I think the biggest wildcard is the microphone business. We’re not seeing anything is recovering in Q1. Q1 is a very challenging quarter. We’re running, sub-50% capacity utilization. We are expecting some sequential improvement in Q2. But I would say it’s not a reduction or inventory coming down. It’s just some recovery in China from what I would say, Q4 and Q1 being extremely low. And so, as I said, I’m cautiously optimistic, that this business can return to growth year-over-year in the back half of 2023.
Christopher Rolland: Okay. I guess, first following up on that, I guess, maybe I don’t totally understand if you’re fully booked. I believe you’re still implying a sequential drop into Q1 for MEDTECH. Why would that be the case, if you were fully booked out?
Jeffrey Niew: Well, it’s fully booked out to that lower expectation. But I would say it’s skewed toward the end of the quarter that the shipments are going to happen.

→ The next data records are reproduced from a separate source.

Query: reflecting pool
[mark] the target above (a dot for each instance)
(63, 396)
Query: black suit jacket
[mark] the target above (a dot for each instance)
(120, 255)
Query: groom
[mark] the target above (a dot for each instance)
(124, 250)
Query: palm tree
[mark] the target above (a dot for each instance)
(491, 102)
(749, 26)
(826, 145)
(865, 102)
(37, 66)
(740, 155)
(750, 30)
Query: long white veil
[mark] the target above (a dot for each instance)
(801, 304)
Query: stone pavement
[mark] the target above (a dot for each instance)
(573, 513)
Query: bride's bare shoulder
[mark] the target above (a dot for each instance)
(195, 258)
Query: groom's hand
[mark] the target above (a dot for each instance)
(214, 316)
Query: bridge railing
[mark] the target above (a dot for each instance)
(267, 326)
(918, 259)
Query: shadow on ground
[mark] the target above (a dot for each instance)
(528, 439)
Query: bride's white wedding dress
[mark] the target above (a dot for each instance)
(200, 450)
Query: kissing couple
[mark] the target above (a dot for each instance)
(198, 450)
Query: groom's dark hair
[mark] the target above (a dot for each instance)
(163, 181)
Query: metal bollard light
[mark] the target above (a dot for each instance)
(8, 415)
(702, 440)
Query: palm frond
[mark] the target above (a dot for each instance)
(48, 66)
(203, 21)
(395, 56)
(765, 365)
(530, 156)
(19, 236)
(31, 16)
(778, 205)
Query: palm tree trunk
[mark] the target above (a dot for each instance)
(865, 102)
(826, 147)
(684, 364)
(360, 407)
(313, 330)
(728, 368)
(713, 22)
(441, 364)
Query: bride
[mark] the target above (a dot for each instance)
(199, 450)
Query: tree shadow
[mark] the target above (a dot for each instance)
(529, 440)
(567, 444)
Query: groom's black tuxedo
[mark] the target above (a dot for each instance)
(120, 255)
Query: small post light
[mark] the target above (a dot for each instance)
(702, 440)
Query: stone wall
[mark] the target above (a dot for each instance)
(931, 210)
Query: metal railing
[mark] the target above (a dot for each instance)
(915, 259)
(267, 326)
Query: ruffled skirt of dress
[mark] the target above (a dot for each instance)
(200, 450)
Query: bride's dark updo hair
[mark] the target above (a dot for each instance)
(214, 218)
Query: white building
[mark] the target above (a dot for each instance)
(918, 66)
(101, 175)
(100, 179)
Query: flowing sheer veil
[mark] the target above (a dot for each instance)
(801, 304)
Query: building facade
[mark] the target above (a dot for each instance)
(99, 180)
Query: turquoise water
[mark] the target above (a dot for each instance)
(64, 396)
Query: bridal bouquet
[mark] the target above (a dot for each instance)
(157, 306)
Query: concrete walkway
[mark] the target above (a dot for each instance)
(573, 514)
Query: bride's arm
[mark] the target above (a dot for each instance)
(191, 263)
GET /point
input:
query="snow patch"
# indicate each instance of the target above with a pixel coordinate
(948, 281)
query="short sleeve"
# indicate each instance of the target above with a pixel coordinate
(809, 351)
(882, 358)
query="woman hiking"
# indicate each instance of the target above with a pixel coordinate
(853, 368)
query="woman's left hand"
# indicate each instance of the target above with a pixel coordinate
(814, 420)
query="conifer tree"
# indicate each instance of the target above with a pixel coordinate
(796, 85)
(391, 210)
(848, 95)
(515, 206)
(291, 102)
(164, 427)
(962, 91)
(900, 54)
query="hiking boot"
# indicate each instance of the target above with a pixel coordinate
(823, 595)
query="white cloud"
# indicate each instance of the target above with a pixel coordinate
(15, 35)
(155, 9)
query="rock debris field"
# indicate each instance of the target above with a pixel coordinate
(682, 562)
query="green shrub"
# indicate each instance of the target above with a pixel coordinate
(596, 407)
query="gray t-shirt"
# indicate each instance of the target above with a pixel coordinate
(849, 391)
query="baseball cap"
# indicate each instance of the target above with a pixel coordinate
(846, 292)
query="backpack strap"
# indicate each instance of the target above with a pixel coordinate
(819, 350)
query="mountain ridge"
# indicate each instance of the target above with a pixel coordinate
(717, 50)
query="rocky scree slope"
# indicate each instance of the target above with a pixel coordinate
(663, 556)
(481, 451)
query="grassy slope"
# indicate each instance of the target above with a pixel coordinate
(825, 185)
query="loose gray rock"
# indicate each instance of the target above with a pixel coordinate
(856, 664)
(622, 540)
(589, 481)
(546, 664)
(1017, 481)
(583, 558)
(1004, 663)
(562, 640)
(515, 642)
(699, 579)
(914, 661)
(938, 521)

Christopher Rolland: Okay, Okay. And then my second question is around inventories. I mean, if we have this very large increase in June, I guess there’s two things there. First of all, I’d love to understand the full industry dynamic perhaps you can quantify even, how this inventory dynamic looks? Maybe revenue out there in terms of inventory that needs to be burned threw in March in order to get that strong seasonal June. I assume, that that’s why June is so strong here because of this, this inventory dynamic overall. And then, just to add one more things to that, I apologize. But for your largest customers, I think they’re still your largest customer. A lot of people are guiding for a weaker June than we would have expected. And do you anticipate that in your guidance, or is it now at the point where it’s not meaningful?
Jeffrey Niew: So, I mean, there’s so meaningful customer, but we’re not going to make any comments about our shipment specifically to them. But here’s what I’d say is, if you look at the sequential growth that we expect from Q1 to Q2, it is the vast majority is with between PD and MSA. So PD and the MEDTECH and specialty audio, I would say on an absolute basis, it’s incremental that we’re expecting sequential growth in Q2. So it’s not a huge amount of sequential growth. Secondly, as far as inventory goes, I mean, we’re following a lot of same things you’re following in terms of mobile phone shipments, in terms of PCs. So let’s give you one example. We just got the data for January sales on handsets in China, it was not good.
I mean, it was not good. And so we’re still not seeing the inventory come out of the channel that is there in terms of finished product. And I would sit there and say for PCs, we’ve talked to the customers. But we’re also looking at what industry saying is, and most people are saying that the inventory won’t be cleared out till the end of the second quarter.